Performance-based pharmacy payment models: the case for change

John Jackson A C and Ben Urick B
+ Author Affiliations
- Author Affiliations

A Faculty of Pharmacy and Pharmaceutical Sciences, Monash University, Parkville, Vic. 3052, Australia.

B UNC Eshelman School of Pharmacy, 2400 Kerr Hall, 301 Pharmacy Lane, University of North Carolina at Chapel Hill, NC 27599-7475, USA. Email: benurick@email.unc.edu

C Corresponding author. Email: john.jackson@monash.edu

Australian Health Review 43(5) 502-507 https://doi.org/10.1071/AH18201
Submitted: 30 September 2018  Accepted: 3 April 2019   Published: 11 September 2019

Abstract

In response to rising healthcare costs, healthcare payers across the globe have been experimenting with performance-based payment models that link payments to providers with the quality of care that they provide. Community pharmacy in Australia has yet to be significantly affected by these changes. Initial steps have been taken to fund quality-linked interventions by pharmacists, such as the provision of medicines in dose administration aids, but funding for dispensing prescriptions remains solely based on a fee-for-service model. At the foundation of any performance-based payment model are measures that, in aggregate, reflect the quality of care that is provided. Patient adherence to prescription regimens can be correlated with the counselling provided by pharmacists and, as such, can serve as the measure on which a performance-based payment model for dispensing can be constructed. Experience in the US suggests per-prescription payments to a pharmacy can be increased or decreased by a small, yet meaningful, amount based on a measure of the level of adherence of patients of the pharmacy. The current dispensing payment model in the Australian Pharmaceutical Benefits Scheme may be able to be modified in a similar manner to support provision by pharmacists of improved quality of care.

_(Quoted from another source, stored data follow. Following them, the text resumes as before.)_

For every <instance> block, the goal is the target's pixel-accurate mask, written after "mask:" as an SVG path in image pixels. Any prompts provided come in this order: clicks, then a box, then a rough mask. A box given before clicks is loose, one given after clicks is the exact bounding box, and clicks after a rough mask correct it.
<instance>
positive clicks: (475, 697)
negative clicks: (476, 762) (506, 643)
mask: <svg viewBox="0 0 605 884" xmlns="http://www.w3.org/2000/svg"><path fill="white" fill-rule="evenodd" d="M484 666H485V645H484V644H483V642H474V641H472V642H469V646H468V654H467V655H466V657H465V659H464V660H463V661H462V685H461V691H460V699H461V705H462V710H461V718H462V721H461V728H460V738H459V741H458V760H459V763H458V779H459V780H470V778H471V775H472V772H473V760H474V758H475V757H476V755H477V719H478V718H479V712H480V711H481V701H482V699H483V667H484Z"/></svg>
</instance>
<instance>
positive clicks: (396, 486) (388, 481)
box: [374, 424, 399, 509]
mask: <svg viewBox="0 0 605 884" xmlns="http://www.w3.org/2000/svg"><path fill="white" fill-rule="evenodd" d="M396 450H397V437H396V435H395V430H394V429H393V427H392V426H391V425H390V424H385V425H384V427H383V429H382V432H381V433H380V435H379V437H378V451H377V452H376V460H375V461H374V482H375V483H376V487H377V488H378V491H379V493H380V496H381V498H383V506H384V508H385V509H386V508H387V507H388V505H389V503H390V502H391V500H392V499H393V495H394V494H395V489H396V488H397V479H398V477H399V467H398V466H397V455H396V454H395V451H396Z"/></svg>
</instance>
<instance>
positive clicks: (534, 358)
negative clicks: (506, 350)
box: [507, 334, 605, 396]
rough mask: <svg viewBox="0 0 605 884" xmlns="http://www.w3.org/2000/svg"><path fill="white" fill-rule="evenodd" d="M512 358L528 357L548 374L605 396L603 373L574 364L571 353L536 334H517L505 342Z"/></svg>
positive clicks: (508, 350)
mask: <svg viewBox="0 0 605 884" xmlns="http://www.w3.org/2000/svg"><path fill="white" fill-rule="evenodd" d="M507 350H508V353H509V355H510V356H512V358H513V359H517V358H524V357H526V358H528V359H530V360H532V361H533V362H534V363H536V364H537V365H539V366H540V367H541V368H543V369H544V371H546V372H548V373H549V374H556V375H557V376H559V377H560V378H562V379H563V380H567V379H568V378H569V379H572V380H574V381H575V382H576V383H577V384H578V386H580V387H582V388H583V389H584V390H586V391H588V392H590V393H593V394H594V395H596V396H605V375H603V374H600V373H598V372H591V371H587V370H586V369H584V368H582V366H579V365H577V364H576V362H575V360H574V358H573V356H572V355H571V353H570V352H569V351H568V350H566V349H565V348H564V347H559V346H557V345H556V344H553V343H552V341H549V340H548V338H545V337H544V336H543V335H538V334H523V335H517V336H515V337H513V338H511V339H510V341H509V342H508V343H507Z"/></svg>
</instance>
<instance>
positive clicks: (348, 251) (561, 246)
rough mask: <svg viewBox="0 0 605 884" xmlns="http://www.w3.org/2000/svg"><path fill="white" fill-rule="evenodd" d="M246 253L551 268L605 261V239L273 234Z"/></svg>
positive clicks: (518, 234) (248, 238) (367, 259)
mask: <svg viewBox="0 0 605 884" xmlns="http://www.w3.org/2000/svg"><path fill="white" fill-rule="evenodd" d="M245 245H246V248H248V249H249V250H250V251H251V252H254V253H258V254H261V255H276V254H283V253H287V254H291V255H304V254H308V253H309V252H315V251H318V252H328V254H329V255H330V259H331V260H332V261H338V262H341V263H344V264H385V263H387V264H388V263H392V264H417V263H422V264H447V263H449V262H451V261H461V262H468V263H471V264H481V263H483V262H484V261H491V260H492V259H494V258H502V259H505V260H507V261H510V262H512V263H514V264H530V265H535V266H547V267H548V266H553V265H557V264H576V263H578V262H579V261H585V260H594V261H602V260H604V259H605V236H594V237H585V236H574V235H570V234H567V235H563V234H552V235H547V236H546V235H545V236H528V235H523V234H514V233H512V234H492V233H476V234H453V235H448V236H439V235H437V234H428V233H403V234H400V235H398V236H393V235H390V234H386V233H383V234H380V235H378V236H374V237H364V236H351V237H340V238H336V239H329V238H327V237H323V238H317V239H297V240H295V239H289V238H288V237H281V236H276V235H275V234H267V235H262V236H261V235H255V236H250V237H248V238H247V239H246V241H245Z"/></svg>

What is known about the topic? Dispensing in community pharmacy in Australia is currently remunerated on a fee-for-service basis that carries no incentive to deliver an enhanced performance that could lead to improved quality of care.

What does this paper add? Several countries have introduced alternative payment models that link the level of funding to the quality of services provided by healthcare practitioners, and potentially to patient outcomes. Counselling is an integral aspect of pharmacists’ dispensing and, based on the principle that counselling improves adherence, which improves outcomes, remuneration paid to a pharmacy for dispensing could be adjusted in relation to the level of adherence demonstrated by patients of the pharmacy.

What are the implications for practitioners? Pharmacists would be incentivised through quality-linked dispensing remuneration to provide enhanced counselling and other inputs that lead to improved patient outcomes and health system benefits.